You see boys, the doctors found some bad skin inside mommy’s breast so they had to cut it out. That is why our hugs need to be so very gentle.” This was the beginning of my explanation to my two and four-year-old sons about how I, their 24 year-old mother, had just been diagnosed with breast cancer. The explanation continued, “The bad skin eats good skin, so we need to get it all out. The doctors are worried that the bad skin could go in other places in my body so they are going to give me some medicine to kill the bad skin.” My wide-eyed boys nodded as if they understood. “The medicine is going to make my hair fall out.” They looked at each other in wonder and with a little giggle, thinking of a bald mommy. “I haven’t taken the medicine yet, but I’ll tell you when I do - so you won’t be surprised.”
My first chemotherapy appointment was more than four weeks after my diagnosis in 2005. I wanted to rush in and hook myself up to the chemo right away, but I learned that everything takes far longer than you wish when it comes to cancer.
In the four weeks between diagnosis and the start of treatment, I underwent two additional surgeries, which added up to a partial mastectomy, a sentinel node biopsy; and surgical insertion of a mediport into my chest through which I’d receive my chemotherapy. After one of the surgeries, I wrote this in my journal: “Tonight I removed the bandages from yesterday’s surgery and I sat in the tub and cried a little for myself. Just a little, for the blue and green and purple and taped part of me.”
Shortly before I began chemotherapy, and to control a situation that was out of my control, I asked a friend to cut my long hair to shoulder length in preparation for losing it completely. I did not want to give cancer the privilege of dictating every aspect of transformation.
To this day I can’t see a jug of red Kool-aid without having a twinge of nausea and a few moments of recall.
My first chemotherapy drug, Adriamycin, sometimes called the “red devil,” looked just like the refreshing drink of my childhood. Flashbacks and anxiety still hit me out of the blue when common triggers present themselves; even the smell of rubbing alcohol leaves my heart racing.
After my first chemo infusion I went home and told my boys that I had taken the medicine that would cause my hair to fall out.
Two weeks after the “red devil” entered my blood stream, my scalp began to tingle and a few strands started to snap and release each time I ran my fingers through my hair. Again, to control a situation that was out of my control, I decided not to wait until the chemo made me bald.
At this point my husband was enlisted in the U.S. Air Force and so, channeling the bravery of recruits entering basic training, I borrowed a friend’s uniform and sat in my kitchen, ready for my own head to be shaved.
I had considered going to a salon for this, but chose to have my children and husband do it. Instead of being shocked or anxious upon seeing me bald for the first time, my two little boys were able to be part of the process. The transition proved to be seamless for them. They had spent time with me the night before – their tiny hands pulling the loose hairs out of my head. “Cutting Mommy’s hair,” was a wonderfully fun role-reversal for them as they would tell me to, “Be still,” just as I had done hundreds of times while cutting their hair.
During my chemotherapy and subsequent radiation therapy rounds I had to defy so many of my natural instincts. Who wants to go back to a place knowing it will leave you in fetal position for days with fatigue, nausea and bone and body aches? Knowing the drugs will seep out in your sweat and cause an unpleasant smell? Knowing that the steroids that are necessary to allow you to receive the various therapies will cause you to balloon and swell? Who would do that?
I will answer — Not unlike Soldiers who return to hellish places to perform their duty, anyone you have ever known who has received cancer treatment has been forced to develop a drive to look beyond the comforts of today with hope of a better, extended life.
Reaching for something to push me through, I told myself, “I can do six months of chemo. Each month will buy me an extra 10 years with my Family. This is totally worth it.”
This attitude got me through the intensity of the treatment, but the end of treatment marked the beginning of an altered life . . .

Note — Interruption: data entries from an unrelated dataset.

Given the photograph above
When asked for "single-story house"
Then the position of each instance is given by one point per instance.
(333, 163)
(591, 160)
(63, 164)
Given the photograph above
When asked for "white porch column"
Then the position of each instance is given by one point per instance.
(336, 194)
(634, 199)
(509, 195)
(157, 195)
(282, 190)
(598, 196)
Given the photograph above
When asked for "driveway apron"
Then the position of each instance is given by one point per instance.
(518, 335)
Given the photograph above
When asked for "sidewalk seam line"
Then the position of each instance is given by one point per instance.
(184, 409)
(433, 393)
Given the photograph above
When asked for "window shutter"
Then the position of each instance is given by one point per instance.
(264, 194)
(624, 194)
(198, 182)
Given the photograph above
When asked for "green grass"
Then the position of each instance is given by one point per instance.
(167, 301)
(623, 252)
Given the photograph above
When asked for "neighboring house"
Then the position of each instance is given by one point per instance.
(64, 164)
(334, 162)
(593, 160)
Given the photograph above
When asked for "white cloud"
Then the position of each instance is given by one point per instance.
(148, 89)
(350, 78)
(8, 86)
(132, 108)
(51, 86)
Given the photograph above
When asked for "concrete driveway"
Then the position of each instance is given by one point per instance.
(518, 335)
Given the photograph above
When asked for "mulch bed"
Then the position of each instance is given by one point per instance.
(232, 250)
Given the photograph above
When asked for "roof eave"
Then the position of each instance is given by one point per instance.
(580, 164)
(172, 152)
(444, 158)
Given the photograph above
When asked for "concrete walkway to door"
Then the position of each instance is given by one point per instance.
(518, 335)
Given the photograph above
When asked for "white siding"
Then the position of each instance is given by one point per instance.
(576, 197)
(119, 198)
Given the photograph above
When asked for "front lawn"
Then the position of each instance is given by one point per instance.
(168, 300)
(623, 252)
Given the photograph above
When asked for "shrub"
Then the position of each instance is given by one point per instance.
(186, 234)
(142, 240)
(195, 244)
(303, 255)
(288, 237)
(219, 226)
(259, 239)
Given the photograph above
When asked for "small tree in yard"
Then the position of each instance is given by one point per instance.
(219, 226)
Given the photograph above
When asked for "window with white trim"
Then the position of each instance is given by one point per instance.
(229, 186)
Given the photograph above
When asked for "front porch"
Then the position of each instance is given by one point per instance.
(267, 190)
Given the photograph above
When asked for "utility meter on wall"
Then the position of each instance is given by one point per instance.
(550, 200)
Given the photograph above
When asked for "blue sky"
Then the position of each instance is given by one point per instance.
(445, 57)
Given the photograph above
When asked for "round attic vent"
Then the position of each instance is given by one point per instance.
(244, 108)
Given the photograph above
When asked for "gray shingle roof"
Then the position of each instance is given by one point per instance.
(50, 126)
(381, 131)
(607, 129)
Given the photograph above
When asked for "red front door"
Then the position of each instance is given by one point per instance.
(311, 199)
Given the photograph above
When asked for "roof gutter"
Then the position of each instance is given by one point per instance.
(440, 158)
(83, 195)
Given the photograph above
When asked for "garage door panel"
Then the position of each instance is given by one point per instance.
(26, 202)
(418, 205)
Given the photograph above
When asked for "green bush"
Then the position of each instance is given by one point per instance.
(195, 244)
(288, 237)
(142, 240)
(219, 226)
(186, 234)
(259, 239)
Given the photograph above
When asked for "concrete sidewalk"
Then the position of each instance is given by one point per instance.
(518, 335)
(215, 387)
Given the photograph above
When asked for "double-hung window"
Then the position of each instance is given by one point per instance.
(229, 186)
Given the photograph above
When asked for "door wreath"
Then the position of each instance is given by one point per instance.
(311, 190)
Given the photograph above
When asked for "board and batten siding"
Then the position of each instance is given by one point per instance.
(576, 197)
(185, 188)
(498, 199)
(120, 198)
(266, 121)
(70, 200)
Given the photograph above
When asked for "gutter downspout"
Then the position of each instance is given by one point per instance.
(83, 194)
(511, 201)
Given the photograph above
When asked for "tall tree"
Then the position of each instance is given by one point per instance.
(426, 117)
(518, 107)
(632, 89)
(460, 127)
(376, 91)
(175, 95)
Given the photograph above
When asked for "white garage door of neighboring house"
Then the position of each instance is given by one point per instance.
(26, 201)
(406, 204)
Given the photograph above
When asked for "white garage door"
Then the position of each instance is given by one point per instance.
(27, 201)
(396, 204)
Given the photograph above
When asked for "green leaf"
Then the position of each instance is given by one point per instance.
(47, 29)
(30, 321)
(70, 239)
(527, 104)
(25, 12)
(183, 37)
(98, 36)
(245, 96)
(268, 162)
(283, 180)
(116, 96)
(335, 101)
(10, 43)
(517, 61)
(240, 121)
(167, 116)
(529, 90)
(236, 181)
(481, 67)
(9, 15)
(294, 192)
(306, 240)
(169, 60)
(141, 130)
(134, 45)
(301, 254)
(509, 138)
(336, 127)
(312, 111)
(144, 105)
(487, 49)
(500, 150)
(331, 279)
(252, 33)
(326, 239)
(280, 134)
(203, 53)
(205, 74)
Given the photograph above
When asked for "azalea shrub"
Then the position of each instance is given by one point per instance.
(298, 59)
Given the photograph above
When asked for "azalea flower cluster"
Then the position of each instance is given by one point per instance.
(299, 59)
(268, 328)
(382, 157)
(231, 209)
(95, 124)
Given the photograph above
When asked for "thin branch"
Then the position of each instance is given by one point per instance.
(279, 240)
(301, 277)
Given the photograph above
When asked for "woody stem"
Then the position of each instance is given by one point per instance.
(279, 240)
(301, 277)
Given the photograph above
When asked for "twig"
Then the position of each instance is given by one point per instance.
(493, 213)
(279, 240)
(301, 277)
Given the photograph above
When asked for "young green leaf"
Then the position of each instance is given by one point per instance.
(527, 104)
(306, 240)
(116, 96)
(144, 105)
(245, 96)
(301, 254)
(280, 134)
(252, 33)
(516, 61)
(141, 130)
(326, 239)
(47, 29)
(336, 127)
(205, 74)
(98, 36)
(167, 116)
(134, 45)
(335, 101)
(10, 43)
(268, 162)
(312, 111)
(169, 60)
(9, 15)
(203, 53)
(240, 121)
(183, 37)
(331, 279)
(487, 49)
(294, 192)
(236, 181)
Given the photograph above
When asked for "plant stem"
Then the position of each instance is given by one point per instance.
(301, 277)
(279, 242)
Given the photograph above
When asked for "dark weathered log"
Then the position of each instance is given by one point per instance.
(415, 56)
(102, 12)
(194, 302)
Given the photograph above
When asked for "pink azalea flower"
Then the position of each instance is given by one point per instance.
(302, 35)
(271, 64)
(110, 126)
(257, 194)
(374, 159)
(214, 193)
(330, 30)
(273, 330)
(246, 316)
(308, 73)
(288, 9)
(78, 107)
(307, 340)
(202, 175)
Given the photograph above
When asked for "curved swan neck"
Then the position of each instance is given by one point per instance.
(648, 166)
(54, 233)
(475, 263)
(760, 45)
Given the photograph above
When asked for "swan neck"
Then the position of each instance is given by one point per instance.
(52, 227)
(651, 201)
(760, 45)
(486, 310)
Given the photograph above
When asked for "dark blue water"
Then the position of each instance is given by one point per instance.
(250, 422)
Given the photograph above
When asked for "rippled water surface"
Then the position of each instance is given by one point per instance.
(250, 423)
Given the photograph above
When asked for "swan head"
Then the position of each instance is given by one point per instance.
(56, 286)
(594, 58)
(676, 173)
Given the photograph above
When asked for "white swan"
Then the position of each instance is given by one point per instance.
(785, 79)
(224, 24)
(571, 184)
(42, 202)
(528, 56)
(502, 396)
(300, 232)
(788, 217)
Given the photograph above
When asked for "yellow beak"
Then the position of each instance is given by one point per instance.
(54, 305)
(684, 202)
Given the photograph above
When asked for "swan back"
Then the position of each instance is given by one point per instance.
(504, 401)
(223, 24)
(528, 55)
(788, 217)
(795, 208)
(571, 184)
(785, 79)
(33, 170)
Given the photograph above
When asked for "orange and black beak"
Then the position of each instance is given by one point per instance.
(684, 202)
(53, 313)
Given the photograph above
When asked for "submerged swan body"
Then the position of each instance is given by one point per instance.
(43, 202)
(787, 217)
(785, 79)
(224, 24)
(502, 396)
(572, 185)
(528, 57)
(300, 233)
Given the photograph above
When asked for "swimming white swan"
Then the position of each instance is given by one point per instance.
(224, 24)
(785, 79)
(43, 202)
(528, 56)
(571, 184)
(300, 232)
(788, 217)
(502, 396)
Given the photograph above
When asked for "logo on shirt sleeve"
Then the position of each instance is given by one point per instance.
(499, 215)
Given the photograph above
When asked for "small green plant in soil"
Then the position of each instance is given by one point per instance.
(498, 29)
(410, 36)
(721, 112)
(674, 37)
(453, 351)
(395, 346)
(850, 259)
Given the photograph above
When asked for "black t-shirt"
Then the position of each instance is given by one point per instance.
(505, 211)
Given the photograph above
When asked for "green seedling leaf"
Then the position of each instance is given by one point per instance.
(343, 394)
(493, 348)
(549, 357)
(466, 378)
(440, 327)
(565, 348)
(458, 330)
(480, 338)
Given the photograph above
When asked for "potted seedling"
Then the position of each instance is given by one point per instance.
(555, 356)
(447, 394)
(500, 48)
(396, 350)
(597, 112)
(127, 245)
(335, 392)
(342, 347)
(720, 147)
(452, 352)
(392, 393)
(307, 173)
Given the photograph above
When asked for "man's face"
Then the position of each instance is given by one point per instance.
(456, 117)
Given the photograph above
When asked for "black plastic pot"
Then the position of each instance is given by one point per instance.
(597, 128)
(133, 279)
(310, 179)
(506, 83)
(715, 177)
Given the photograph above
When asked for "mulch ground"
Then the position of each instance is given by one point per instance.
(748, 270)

This week’s breast cancer awareness facts are:
Post traumatic stresses, including cancer diagnosis and treatment, can come from a variety of life events, complete with triggers and physiological responses
When an individual receives confirmation of cancer, the whole Family is diagnosed. Each Family member is impacted, whether it is acknowledged or not
Usually a diagnosis comes with few details. Use tact and patience as you reach out to patients
Some breast cancers are treated with surgery, others include chemotherapy and/or radiation. Some treatments are over after surgery and other battles continue year after year. There are also those who receive the diagnosis and choose not to fight it. Each of these choices are personal and require courage.
Under the umbrella of “breast cancer,” you’ll find a wide variety of pathology and treatment approaches. The hormones, estrogen and progesterone, affect cancers differently. “HER2” (human epidermal growth factor receptor 2) may or may not play a role in an individual’s cancer. These differences necessitate a dynamic approach to treatment. Not all cancers or treatments are the same.
People who have little control over their situation often feel helpless. Help them to act upon and recognize the control they do have.
(Editor’s note: This is part three of a series documenting a survivor’s journey.)